RAD/Step Back Equipment - Students participate in a program designed to develop their awareness, understanding, and avoidance of aggressive behavior, physical violence, and sexual assault by engaging in self-defense strategies and discussions of health-related issues specific to male and female students.  The curriculum for our female-identifying students is called R.A.D. (Rape Aggression Defense). The curriculum for our male-identifying students is a variation of R.A.D. called Step Back.  All students learn self-defense and conflict de-escalation skills using a nationally recognized rape and aggression prevention curriculum. $2,500 - LHS - Physical Welfare - Patti Mascia, Carrie Keske, Joyce Amann, Bethany Martin, Sean Ferrell 

“Science is like magic, but REAL.”  Bringing the Biotechnology of Today into Focus -  This grant helped provide GELATO electrophoresis and visualization systems for running experiments with DNA. Labs that GELATO will allow students access to include: gene cloning, recombinant DNA technology, and gene purification.  These labs are not available without the unique cutting surface that GELATO has for excising DNA from a DNA gel. $2,500 - VHHS - Science - Amy Elliott

Sustainable Live Ecosystems for Long Term Environmental Research Projects - Students build, maintain, and troubleshoot an ecosystem throughout the year. This bottled ecosystem serves as a live simulation for the topics of sustainability, agriculture, soil science, water science, food chains, and biogeochemical cycles.  The goal is to produce a self-sustaining ecosystem complete with an aquatic chamber, terrestrial chamber, and filter chamber. Fish and other aquatic organisms including; aquatic snails, elodia, guppies, and algae are maintained in the classroom in order to be used in lab activities year after year. $1,050 - VHHS - Science - Alyssa Clarke 

The Missing Element: Using Academic Games in Chemistry and Biology - Academic games create new experiences to provide students in Chemistry and Biology insight into how theoretical processes work and help to build a foundation for the class.
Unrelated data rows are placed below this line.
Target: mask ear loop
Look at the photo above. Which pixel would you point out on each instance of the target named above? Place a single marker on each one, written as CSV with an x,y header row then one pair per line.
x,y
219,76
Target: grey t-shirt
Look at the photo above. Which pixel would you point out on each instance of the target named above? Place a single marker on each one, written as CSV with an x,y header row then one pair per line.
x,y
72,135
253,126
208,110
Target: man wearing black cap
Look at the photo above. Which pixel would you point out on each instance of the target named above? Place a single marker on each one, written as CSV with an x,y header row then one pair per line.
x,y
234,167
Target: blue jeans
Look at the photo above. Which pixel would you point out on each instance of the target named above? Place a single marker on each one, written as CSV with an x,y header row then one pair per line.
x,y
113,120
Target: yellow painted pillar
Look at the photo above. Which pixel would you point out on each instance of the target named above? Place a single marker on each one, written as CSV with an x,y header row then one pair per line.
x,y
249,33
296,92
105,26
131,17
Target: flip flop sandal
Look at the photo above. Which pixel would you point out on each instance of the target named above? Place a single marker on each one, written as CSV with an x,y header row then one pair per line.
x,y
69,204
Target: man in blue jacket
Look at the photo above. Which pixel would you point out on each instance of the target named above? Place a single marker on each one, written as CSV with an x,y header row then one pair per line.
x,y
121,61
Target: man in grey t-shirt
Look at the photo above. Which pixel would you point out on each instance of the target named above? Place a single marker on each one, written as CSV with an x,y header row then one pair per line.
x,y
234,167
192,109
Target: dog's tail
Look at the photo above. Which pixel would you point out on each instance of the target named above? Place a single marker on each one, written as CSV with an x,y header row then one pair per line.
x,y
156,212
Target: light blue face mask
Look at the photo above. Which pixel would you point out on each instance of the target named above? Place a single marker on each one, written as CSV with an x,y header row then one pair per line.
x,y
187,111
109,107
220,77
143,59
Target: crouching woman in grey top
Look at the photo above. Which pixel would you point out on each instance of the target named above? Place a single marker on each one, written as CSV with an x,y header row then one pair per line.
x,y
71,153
The games also provide a scaffold students can follow to improve scientific modeling skills used in current and future science classes. Therefore, using a series of academic games boosts engagement and builds strong connections to the content. $2,400 - VHHS - Science - Brandon Watters representing Biology and Chemistry teachers

We’ve got the Need - the Need to Freeze! - While cell cultures are sold in specific quantities and are cryogenically frozen, without the proper storage the cells will only remain viable for a short period of time.  This grant provided a liquid nitrogen canister freezer so students can access parts of the cell culture as needed and preserve the rest for another experiment. The liquid nitrogen canister freezer is an essential part of a proper laboratory and needed for a wide range of experiments performed by our students. $2,500 - VHHS - Science - Amy Elliott

Total Grants Funded for 2021-2022 - $28,033.00

 

Founded in 2007, the Foundation for Learning was established to enhance and enrich the instructional program in District 128 by obtaining resources through community partnerships.